Belfast: Alleged Chinese 'police station' must be shut, says activist
- Published
A Belfast-based activist from Hong Kong has called on the UK government to shut down an alleged Chinese "police station" operating in Belfast.
Patrick Yu claimed they are being used to monitor Chinese citizens abroad.
There have been four alleged stations identified in the UK, with a senior MP claiming one operates in Northern Ireland.
The Chinese government has previously denied the claims.
It is estimated there are at least 100 such illegal bureaus across the world with widespread allegations of intimidation.
A Chinese "police station" in Dublin was ordered to close by the Irish government last October.
The UK government told BBC News NI it takes the claims very seriously.
The stations are understood to be operating in 53 countries, according to Spain-based human rights organisation Safeguard Defenders, which monitors disappearances in China.
Last month Alicia Kearns, the Conservative chair of Westminster's foreign affairs Committee, told the House of Commons that the UK was vulnerable to "Chinese transnational repression".
"It is still true that there are four illegal police stations operating in the country that we know of - the one in Belfast seems to be missing from much of the reporting," she said.
The Safeguard Defenders report identified, external two of the facilities in London with another in Glasgow.
Former Scottish First Minister Nicola Sturgeon was previously in contact with police over the facility, which reportedly operated out of a restaurant.
In April the Times newspaper reported one of the alleged stations is operating in Croydon, south London, external.
'Monitoring citizens abroad'
Elsewhere, US prosecutors arrested two men in New York last month for allegedly operating one of the stations while Dutch media found evidence that the stations were being used to try to silence Chinese dissidents in Europe.
It is alleged that the underground policing units exist to carry out persuasion operations, aimed at coercing those suspected of speaking out against the Chinese regime to return home.
Mr Yu, who has lived in Northern Ireland for about 30 years and sits on the board of the NI Council for Racial Equality (NICRE), told BBC News NI: "I think it's about the monitoring of Chinese citizens and a way of threatening them.
"If you're a Chinese citizen the government is always watching you."
Mr Yu, who helped organise some of the 1989 Tiananmen Square protests, said he is unable to return to Hong Kong because of his campaigning and the National Security Law enacted in Hong Kong in 2020.
He said the government should take the necessary action to shut down any alleged police stations operating in the UK.
Conservative MP Sir Iain Duncan Smith told the Commons that the security services had warned the UK government about the existence of these stations.
"We know that they are bringing Chinese dissidents in, confronting them with videos of their families and threatening their families in front of them if they do not co-operate, leave and go back to China," said the former Conservative leader.
During the same debate, Democratic Unionist Party (DUP) MP Jim Shannon said: "I have some constituents who are Chinese expats who have told me that they feel they have been followed.
"They are pretty sure that their phones have been tapped."

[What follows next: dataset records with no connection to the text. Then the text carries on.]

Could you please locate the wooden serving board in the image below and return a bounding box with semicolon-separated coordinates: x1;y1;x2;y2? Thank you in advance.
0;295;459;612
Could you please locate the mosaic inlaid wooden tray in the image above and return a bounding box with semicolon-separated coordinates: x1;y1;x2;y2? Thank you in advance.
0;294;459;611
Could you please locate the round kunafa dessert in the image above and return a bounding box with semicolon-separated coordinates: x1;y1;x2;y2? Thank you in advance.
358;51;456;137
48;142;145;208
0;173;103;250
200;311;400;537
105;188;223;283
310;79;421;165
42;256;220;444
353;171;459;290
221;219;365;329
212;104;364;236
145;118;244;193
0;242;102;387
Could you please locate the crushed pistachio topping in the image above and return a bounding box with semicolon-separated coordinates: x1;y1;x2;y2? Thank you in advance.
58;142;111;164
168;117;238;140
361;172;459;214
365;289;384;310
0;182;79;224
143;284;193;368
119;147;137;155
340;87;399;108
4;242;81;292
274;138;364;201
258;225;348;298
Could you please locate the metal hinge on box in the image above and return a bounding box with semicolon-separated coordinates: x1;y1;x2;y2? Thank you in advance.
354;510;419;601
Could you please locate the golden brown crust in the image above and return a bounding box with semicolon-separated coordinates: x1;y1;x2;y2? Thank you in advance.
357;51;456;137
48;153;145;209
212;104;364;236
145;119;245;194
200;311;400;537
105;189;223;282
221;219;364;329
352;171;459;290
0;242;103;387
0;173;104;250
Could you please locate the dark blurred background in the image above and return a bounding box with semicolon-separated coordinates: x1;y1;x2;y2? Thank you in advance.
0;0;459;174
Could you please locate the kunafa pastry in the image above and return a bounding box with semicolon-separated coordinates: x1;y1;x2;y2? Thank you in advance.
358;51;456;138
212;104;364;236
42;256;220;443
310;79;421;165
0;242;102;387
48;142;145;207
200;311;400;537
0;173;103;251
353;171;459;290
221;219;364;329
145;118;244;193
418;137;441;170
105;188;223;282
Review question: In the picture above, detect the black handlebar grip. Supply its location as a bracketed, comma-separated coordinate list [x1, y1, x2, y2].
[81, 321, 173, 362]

He later told Belfast Live, external: "Their concerns are that they have family back home in Hong Kong and... they're very conscious that whatever they do or say that the Chinese authorities, or whoever it may be, are keeping a tab on them."
The EU director of the Committee for Freedom in Hong Kong Foundation, Mark Sabah, told BBC News NI that UK authorities "have done nothing" on the matter of Chinese-controlled stations, despite mounting political pressure.
"If the [Belfast station] is in any way aligned with the two in London and the one in Glasgow then it should be immediately shut down and the owner called in for questioning or expelled," he said.
Amnesty International in Northern Ireland said the government should tell Chinese authorities it "will not tolerate the long arm of Chinese state oppression here".
Patrick Corrigan, the head of Amnesty International NI, said: "Any Chinese 'police station' being used to spy on Hong Kong and mainland Chinese communities in Belfast - or anywhere else in the UK - must be shut down immediately.
"The UK authorities need to steadfastly protect Hong Kong and mainland Chinese people against any intimidation by Beijing."
A UK government spokesperson said: "Reports of alleged, undeclared 'police stations' operating in the UK are of course very concerning and are taken extremely seriously.
"Attempts by foreign governments to coerce, intimidate, harass or harm their critics overseas, undermining democracy and the rule of law, are unacceptable. We are committed to tackling these challenges wherever they originate."